Anyone who has had such an experience of God, who has felt such a profound sense of connection with reality, knows that there is only one truly significant work to do in life, and that is love; to love nature, to love people, to love animals, to love creation itself, just because it is. To serve God's creation with a warm and loving hand of generosity and compassion – that is the only meaningful existence.

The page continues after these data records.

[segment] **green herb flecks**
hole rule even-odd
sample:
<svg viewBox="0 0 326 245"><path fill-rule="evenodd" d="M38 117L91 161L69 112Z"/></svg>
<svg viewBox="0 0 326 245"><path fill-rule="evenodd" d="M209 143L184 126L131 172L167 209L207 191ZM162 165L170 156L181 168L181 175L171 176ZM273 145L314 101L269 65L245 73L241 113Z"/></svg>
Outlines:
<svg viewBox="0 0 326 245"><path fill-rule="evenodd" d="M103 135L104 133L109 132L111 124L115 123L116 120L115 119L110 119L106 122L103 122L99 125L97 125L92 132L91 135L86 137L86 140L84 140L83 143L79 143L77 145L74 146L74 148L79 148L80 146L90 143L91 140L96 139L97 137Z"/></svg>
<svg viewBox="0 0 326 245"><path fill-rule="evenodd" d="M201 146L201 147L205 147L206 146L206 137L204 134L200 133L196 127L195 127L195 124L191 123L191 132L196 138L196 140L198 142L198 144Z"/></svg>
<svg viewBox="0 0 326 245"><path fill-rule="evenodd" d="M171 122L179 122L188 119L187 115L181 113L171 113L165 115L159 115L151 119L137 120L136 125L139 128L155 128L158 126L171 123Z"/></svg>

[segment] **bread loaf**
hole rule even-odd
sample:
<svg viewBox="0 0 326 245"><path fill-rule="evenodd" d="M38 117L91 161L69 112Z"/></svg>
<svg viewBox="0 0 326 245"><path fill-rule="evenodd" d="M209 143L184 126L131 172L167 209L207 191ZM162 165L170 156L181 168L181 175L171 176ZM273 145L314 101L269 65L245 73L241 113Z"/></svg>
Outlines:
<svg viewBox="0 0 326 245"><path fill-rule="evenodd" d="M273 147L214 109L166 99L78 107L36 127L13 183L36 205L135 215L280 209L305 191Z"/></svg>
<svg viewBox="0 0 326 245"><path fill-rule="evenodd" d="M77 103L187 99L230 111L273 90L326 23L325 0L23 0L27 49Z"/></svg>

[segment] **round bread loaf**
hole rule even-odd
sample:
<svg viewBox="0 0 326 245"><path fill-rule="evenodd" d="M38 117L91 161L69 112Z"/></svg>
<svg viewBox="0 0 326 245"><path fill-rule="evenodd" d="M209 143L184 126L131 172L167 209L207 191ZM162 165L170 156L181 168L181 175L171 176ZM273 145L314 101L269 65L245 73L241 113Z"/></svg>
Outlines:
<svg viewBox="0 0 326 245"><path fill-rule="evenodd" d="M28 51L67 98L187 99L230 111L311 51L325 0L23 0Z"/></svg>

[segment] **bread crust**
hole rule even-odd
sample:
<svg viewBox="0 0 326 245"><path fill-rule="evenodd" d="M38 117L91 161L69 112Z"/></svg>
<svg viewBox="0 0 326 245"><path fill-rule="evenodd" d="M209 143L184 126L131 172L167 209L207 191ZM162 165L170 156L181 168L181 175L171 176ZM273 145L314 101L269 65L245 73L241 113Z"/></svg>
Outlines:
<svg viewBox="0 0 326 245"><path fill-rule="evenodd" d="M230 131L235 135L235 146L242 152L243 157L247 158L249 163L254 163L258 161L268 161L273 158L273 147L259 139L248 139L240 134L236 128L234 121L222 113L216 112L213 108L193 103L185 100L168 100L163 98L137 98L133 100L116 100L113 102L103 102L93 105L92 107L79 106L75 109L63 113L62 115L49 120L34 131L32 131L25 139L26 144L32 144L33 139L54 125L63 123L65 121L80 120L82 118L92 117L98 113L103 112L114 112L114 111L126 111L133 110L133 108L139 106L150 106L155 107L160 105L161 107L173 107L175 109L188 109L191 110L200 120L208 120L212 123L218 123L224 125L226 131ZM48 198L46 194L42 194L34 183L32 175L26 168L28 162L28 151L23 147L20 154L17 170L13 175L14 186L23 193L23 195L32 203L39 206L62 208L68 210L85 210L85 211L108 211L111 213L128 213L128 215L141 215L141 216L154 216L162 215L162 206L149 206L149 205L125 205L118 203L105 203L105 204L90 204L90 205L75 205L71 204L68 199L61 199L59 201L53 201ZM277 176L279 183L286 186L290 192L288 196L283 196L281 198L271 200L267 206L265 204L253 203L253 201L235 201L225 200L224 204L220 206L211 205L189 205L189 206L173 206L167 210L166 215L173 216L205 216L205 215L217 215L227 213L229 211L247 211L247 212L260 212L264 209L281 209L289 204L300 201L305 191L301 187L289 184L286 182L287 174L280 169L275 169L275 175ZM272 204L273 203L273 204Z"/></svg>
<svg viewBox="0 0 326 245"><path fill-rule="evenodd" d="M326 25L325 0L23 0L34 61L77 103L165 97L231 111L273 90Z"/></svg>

Many people turn to those who have had NDEs because they sense we have the answers. But I know this is not true, at least not entirely. None of us will fully fathom the great truths of life until we finally unite with eternity at death. But occasionally we get glimpses of the answer here on earth, and that alone is enough for me. I love to ask questions and to seek answers, but I know in the end I must live the questions and the answers. But that is okay, isn't it? So long as we love, love with all our heart and passion, it doesn't matter, does it? Perhaps the best way for me to convey what I am trying to say is to share with you something the poet Rilke once wrote in a letter to a friend. I saw this letter, the original handwritten letter, in the library at Dresden University in Germany. (He quotes from memory, as follows:)

Be patient with all that is unresolved in your heart. And try to love the questions themselves. Do not seek for the answers that cannot be given. For you wouldn't be able to live with them. And the point is to live everything, live the questions now, and perhaps without knowing it, you will live along some day into the answers.

I place my faith in that. Live the questions, and the universe will open up its eyes to you.